This is not my first time in the Boundary Waters, nor my first time on a dogsled in the Boundary Waters. Shawn had me drive my own team over rugged portages on one of our first dates, a dicey move on both our parts: me, trusting a stranger to guide me through a frigid, isolated, and potentially dangerous environment; and Shawn, to gamble on the fact that I would want a second date, after running head on with numerous trees and almost losing a finger to frostbite.

Long before these winter forays however, I had ventured into the BWCA with my parents, foregoing more traditional summer trips to Disney World in favor of mosquito bites and rehydrated ramen noodle cups. I will forever be grateful to my parents for making this trade off. Now at family reunions we often discuss the climaxes and pitfalls of these family vacations: the time Dad left his leather boots on a portage, when we almost lost Mom to a mud pit, the time my brother Jason was stung by a bee on the lip and Mom wanted to call in an airplane to carry him back to safety, and perhaps most prominent in all of our memories, when Dad terrorized and traumatized us all by jumping off an impossibly high cliff, wearing just his tighty whities.

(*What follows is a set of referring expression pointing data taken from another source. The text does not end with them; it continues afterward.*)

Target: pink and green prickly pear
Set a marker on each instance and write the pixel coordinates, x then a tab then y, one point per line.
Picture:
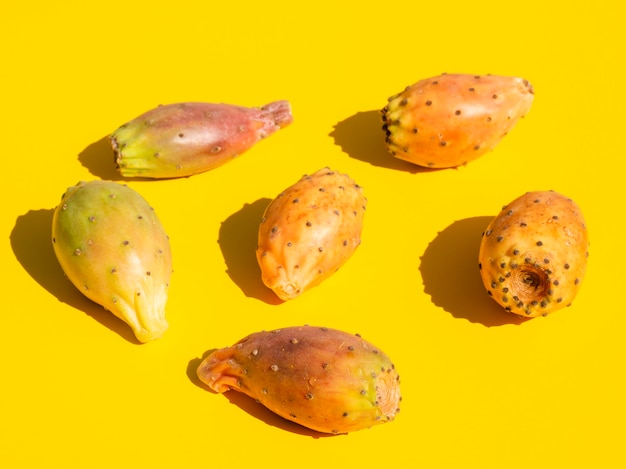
451	119
533	255
183	139
323	379
309	231
113	248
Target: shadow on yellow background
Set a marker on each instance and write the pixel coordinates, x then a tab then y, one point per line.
249	405
32	246
449	269
99	160
238	241
362	138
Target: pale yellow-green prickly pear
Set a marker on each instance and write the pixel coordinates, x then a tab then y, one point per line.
113	248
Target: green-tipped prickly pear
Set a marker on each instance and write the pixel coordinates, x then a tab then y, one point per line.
451	119
309	231
324	379
113	248
533	255
183	139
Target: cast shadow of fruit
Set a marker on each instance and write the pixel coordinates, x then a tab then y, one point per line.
32	246
238	241
361	137
449	269
99	160
249	405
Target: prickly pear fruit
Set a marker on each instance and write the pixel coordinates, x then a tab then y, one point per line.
309	231
451	119
113	248
533	255
324	379
183	139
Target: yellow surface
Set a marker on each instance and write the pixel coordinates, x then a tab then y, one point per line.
481	390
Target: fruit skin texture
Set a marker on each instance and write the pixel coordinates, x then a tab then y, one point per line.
309	231
113	248
533	255
324	379
449	120
182	139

Tonight I experience winter camping for the first time. In the morning I lazily roll out of bed and step outside the tent. I look back at the our temporary home, perched on the ephemeral frozen platform of Knife Lake; the dogs staked out by shore, Shawn making me coffee that he doesn’t drink. The clear winter sun shines down on us all and the famous words of a fellow female adventurer, Isak Dinesen, run through my mind, “Here I am, where I ought to be.”